State the conclusions drawn from the Results and Discussion reported in previous sections. Have any of the aims of the work been achieved?
- Future Work
This section should normally be about three pages in length, and should contain a detailed description of your future research plans.
All references to published work should be given in a consistent style. The Department recommends that the format used is that advocated in the instructions to authors in Chemical Engineering Science, i.e. using the following style:
- to a book:
Kay, J. M. and Nedderman, R. M. (1985). Fluid Mechanics and Transfer Processes, pp. 328-343. Cambridge University Press, Cambridge.
- to a journal:
Able, R. M. G., Othen, S. M. and Nedderman, R. M. (1996). The exit time distribution during the batch discharge of a cylindrical bunker. Chem. Eng. Sci., 51, 4605-4610.
- to a book:
Appendices may be used to provide supplementary information that would otherwise disrupt the flow of the text. For instance, it is appropriate to set out a specimen calculation in an Appendix showing clearly all the steps involved in translating the experimental data into a final result.
- List of Symbols
A list of symbols used should be included on a page at the end. If there are a very large number of symbols, it is convenient if this can be made to fold outwards.
- If you believe that your dissertation is not suited to this structure, you must agree a revised outline structure with your supervisor before writing the dissertation.
- The standard of presentation must be comparable to that of a reputable scientific or engineering journal. Journals can be inspected to get an idea of appropriate styles.
- Tables and Figures should normally be integrated with the text.
- Figures and scanned images should be clear and of good quality.
- All pages, including any containing only figures and tables, must be numbered.

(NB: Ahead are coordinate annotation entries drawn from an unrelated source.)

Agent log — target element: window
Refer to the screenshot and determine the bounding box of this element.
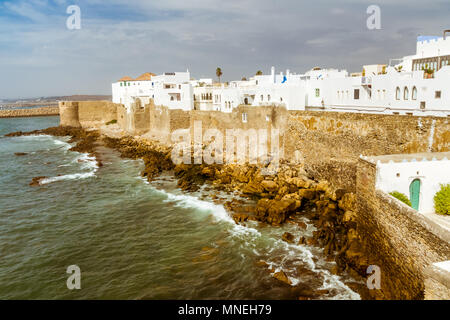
[412,87,417,100]
[403,87,409,100]
[395,87,400,100]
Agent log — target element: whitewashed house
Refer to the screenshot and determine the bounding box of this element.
[368,152,450,214]
[112,71,194,110]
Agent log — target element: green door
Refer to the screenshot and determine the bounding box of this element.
[409,179,420,210]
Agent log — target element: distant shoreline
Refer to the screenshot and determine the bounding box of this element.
[0,107,59,118]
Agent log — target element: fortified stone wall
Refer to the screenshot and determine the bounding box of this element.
[60,101,450,299]
[356,159,450,299]
[285,111,450,192]
[78,101,118,128]
[0,107,59,118]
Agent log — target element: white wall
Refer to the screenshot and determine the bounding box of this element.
[376,157,450,213]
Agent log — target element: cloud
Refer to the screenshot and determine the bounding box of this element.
[0,0,450,99]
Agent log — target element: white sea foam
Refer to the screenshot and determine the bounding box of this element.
[73,153,98,171]
[40,171,95,184]
[137,179,360,299]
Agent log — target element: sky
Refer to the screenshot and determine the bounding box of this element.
[0,0,450,100]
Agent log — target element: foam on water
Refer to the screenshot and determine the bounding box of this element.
[144,179,361,300]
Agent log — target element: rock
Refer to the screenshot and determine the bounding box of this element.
[30,176,47,187]
[339,193,356,211]
[261,180,278,193]
[233,213,248,223]
[342,210,356,222]
[298,189,316,200]
[272,271,292,285]
[306,238,317,246]
[281,232,294,243]
[297,221,308,230]
[242,181,264,195]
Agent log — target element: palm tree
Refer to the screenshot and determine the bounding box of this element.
[216,67,223,83]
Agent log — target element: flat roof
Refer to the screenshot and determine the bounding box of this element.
[360,152,450,164]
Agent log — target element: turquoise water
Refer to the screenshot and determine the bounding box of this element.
[0,117,359,299]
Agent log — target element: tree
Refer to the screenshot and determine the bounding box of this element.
[216,67,223,83]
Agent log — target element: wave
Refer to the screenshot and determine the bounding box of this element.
[142,178,361,300]
[40,171,95,184]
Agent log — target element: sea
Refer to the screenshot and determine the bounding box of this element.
[0,117,360,300]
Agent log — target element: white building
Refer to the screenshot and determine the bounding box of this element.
[370,152,450,214]
[306,34,450,116]
[112,33,450,117]
[112,71,194,110]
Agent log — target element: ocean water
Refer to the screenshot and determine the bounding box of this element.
[0,117,360,299]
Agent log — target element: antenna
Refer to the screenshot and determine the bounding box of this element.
[444,29,450,40]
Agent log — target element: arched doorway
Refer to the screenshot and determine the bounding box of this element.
[409,179,420,210]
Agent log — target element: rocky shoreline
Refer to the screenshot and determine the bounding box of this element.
[7,127,384,299]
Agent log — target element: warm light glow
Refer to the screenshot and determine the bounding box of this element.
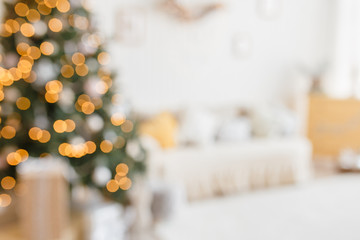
[26,9,40,22]
[48,18,63,32]
[81,102,95,115]
[121,120,134,133]
[100,140,113,153]
[0,193,11,208]
[14,3,29,17]
[65,119,76,132]
[38,130,51,143]
[45,92,59,103]
[56,0,70,13]
[1,126,16,139]
[111,113,126,126]
[106,180,119,192]
[45,80,63,94]
[20,23,35,37]
[85,141,96,154]
[38,3,51,15]
[16,149,29,162]
[44,0,58,8]
[1,177,16,190]
[116,163,129,177]
[71,53,85,65]
[6,152,21,166]
[16,97,31,110]
[29,127,41,140]
[61,65,74,78]
[118,177,132,190]
[26,46,41,59]
[98,52,110,65]
[53,120,67,133]
[40,42,54,55]
[5,19,20,33]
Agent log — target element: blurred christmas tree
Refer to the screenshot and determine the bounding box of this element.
[0,0,145,206]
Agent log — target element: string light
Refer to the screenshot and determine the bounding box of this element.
[1,176,16,190]
[14,3,29,17]
[40,42,54,56]
[16,97,31,111]
[0,126,16,139]
[20,23,35,37]
[48,18,63,32]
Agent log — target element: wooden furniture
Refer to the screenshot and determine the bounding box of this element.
[308,95,360,158]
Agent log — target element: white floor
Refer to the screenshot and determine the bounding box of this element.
[159,174,360,240]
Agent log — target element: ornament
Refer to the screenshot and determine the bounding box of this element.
[92,166,111,187]
[33,21,48,37]
[34,58,59,86]
[86,114,104,132]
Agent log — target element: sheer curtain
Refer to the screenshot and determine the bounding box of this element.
[323,0,360,98]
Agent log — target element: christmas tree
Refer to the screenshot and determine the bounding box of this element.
[0,0,145,206]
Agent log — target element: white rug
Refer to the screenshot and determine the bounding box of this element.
[159,174,360,240]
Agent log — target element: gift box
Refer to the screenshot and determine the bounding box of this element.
[18,159,70,240]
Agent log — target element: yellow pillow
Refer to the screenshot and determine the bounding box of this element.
[139,112,178,148]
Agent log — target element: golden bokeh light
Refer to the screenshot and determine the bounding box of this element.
[16,97,31,110]
[6,152,21,166]
[0,193,12,208]
[98,52,110,65]
[0,126,16,139]
[45,92,59,103]
[16,149,29,162]
[45,80,63,94]
[75,64,89,77]
[85,141,96,154]
[56,0,70,13]
[100,140,113,153]
[40,42,54,56]
[26,9,40,22]
[38,2,51,15]
[121,120,134,133]
[111,113,126,126]
[29,127,41,140]
[106,180,119,193]
[38,130,51,143]
[1,177,16,190]
[20,23,35,37]
[26,46,41,59]
[61,65,74,78]
[71,52,85,65]
[14,3,29,17]
[48,18,63,32]
[116,163,129,177]
[5,19,20,33]
[81,102,95,115]
[114,136,126,149]
[53,120,67,133]
[17,58,32,73]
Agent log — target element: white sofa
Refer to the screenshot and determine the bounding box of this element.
[148,74,312,200]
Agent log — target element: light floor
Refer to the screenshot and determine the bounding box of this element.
[158,174,360,240]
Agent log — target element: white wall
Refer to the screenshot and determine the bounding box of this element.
[92,0,332,110]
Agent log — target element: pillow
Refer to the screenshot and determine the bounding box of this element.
[139,112,178,148]
[217,117,251,142]
[179,108,218,145]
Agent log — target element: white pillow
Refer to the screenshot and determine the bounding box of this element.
[179,108,218,145]
[218,117,251,141]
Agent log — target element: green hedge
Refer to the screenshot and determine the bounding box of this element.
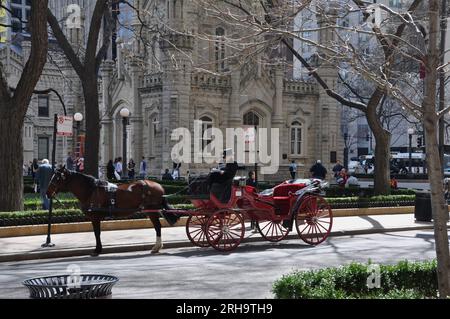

- Each diagram, graph, photograph and table should have a number in addition to having a caption. Equations should also normally be numbered.
- Graph axes must be clearly labelled.
- It is standard practice for the symbols of variables to be written in italics. Thus the circumference of a circle is given by 2πr; the variable r is written in italics, but the number 2 is in normal font.
- It is standard practice for a space to be placed between a number and the units. For example, 1 m3 of water weighs 1000 kg (with spaces between "1" and "m3", and "1000" and "kg"). A "non-breaking space" (control-shift-space) can be used to prevent the number and the units coming on separate lines if this would otherwise occur.